Context: A researcher is reading a highly theoretical alignment paper and is curious about whether/how it might apply to a real world machine learning system, like a large transformer trained using SGD. They would like to see what parts of the ML system would change under this proposal.

Input type: a theoretical alignment proposal and a description of an ML system

Output type: a description of how the ML system would change under the given proposal

Info constraints: none

Instance 1:

Input:

Abstract proposal: The description of the complexity regularizer from the ELK report:

ML system description: a GPT-style model trained on natural language using SGD, with a GPT-style reporter trained on the GPT model’s weights.

Output: This is tricky becuase the circuit complexity of a neural network is largely fixed by its architecture.
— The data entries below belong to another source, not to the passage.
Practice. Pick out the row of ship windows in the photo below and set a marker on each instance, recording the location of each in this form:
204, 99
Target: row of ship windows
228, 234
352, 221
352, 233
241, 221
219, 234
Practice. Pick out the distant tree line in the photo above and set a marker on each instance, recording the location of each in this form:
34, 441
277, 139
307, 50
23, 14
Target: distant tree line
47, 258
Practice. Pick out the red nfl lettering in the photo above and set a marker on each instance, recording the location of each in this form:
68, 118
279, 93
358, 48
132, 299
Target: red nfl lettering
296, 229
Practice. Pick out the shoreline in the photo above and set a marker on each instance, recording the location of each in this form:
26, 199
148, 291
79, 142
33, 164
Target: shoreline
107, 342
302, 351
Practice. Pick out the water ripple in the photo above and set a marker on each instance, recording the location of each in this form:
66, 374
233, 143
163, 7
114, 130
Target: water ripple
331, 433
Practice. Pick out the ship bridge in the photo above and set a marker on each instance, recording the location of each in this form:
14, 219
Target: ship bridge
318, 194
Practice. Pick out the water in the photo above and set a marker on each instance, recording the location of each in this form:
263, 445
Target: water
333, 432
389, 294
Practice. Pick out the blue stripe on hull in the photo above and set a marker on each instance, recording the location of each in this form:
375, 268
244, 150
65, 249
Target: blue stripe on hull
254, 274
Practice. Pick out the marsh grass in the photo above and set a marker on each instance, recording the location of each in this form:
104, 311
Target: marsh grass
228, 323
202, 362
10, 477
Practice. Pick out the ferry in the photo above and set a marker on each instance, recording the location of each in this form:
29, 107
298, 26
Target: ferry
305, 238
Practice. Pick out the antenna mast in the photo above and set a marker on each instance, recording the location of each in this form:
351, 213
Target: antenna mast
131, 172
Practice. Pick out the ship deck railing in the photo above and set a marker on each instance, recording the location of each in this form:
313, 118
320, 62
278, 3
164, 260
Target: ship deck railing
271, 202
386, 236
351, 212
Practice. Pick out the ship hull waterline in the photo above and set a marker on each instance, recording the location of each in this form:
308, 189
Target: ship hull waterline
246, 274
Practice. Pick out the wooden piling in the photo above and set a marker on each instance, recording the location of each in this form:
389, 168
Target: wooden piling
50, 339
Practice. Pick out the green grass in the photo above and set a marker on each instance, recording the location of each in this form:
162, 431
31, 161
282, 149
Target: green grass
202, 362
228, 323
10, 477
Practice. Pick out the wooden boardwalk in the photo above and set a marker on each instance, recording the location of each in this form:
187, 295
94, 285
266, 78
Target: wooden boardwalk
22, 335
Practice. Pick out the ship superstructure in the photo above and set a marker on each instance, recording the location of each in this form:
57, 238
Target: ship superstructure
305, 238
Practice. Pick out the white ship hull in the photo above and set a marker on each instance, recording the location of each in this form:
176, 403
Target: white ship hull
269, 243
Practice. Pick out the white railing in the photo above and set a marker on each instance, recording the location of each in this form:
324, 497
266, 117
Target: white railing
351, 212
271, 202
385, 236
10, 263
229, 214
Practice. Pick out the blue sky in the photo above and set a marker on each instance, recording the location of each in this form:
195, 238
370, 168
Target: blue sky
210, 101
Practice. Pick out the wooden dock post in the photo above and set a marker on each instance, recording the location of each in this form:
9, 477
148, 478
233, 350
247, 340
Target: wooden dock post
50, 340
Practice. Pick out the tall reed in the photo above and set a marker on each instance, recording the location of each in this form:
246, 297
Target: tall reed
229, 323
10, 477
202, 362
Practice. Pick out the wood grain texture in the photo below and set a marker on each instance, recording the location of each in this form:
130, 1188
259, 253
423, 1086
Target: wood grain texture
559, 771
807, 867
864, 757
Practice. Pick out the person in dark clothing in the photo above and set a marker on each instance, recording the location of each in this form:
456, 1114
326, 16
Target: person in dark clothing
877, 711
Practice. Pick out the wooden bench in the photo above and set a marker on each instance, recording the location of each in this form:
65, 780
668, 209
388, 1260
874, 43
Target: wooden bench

As we sweep over different architecutres/hyperparemeters for the reporter model, we can add a regularization term to the hyperparameter optimization based on the total number of weights in the model.

Other possible output: Since circuit complexity for a neural network is largely fixed by its architecture, we will consider the “minimal complexity” of the trained neural network to be the number of non-zero parameters, and will regularize on that to encourage sparsity in the weights.

Instance 2:

Input:

Abstract proposal: The Iterated Amplification and Distillation proposal, as described in https://ai-alignment.com/iterated-distillation-and-amplification-157debfd1616

ML system description: a GPT-style model trained on natural language using SGD.

Output: Any of the project proposals in https://www.alignmentforum.org/posts/Y9xD78kufNsF7wL6f/machine-learning-projects-on-ida, or something similar

Comment by Nicholas Schiefer (schiefer) on Prize for Alignment Research Tasks · 2022-06-01T06:54:05.984Z · LW · GW

Task: convert mathematical expressions into natural language

Context: A researcher is reading a paper about alignment that contains a lot of well-specified but dense mathematical notation. They would like to see a less terse and more fluent description of the same idea that’s easier to read, similar to what a researcher might say to them at a blackboard while writing the math. This might involve additional context for novices.

Input type: a piece of mathematically-dense but well-specified text from a paper

Output type: a fluent, natural language descirption of the same mathematical objects

Info constraints: none

Instance 1:

Input: the section “The circuit distillation prior” from https://www.alignmentforum.org/posts/7ygmXXGjXZaEktF6M/towards-a-better-circuit-prior-improving-on-elk-state-of-the

Output: Consider a predictive model that predicts the output of a video camera given some sensors in the world. As in ELK, our goal will be to find a function that looks at the sensors, the model, and some questions, then reutrns some answers to those questions using the model’s latent knoweldge.

Instance 2:

Input: the section “Our model of proxy misspecification” from https://www.alignmentforum.org/posts/tWpgtjRm9qwzxAZEi/proxy-misspecification-and-the-capabilities-vs-value

Output: Alice has n things that she values: given any of these items, she’ll always value a set at least as much if she adds another one. A robot is given a proxy for this utility, but it dpeends on a strict subset of the items. The robot optimizes its proxy subjec to some resource constrants. It’s a thoerem that the robot will not pick the things that weren’t included in its utility.

Instance 3:

Input: The paragraph “vector valued preferences” from https://www.alignmentforum.org/posts/oheKfWA7SsvpK7SGp/probability-is-real-and-value-is-complex

Output: We think of events, in the sense of the sigma algebras that are used in the formalization fo probability theory. Each event has a probability and an expected utility assigned to it. We are interested in the product of these two, which Valdimir Nesov called “shouldness’”

 

This feels tractable in large part becuase mathematical notation tends to invovle a lot of context, which a language model could probably digest.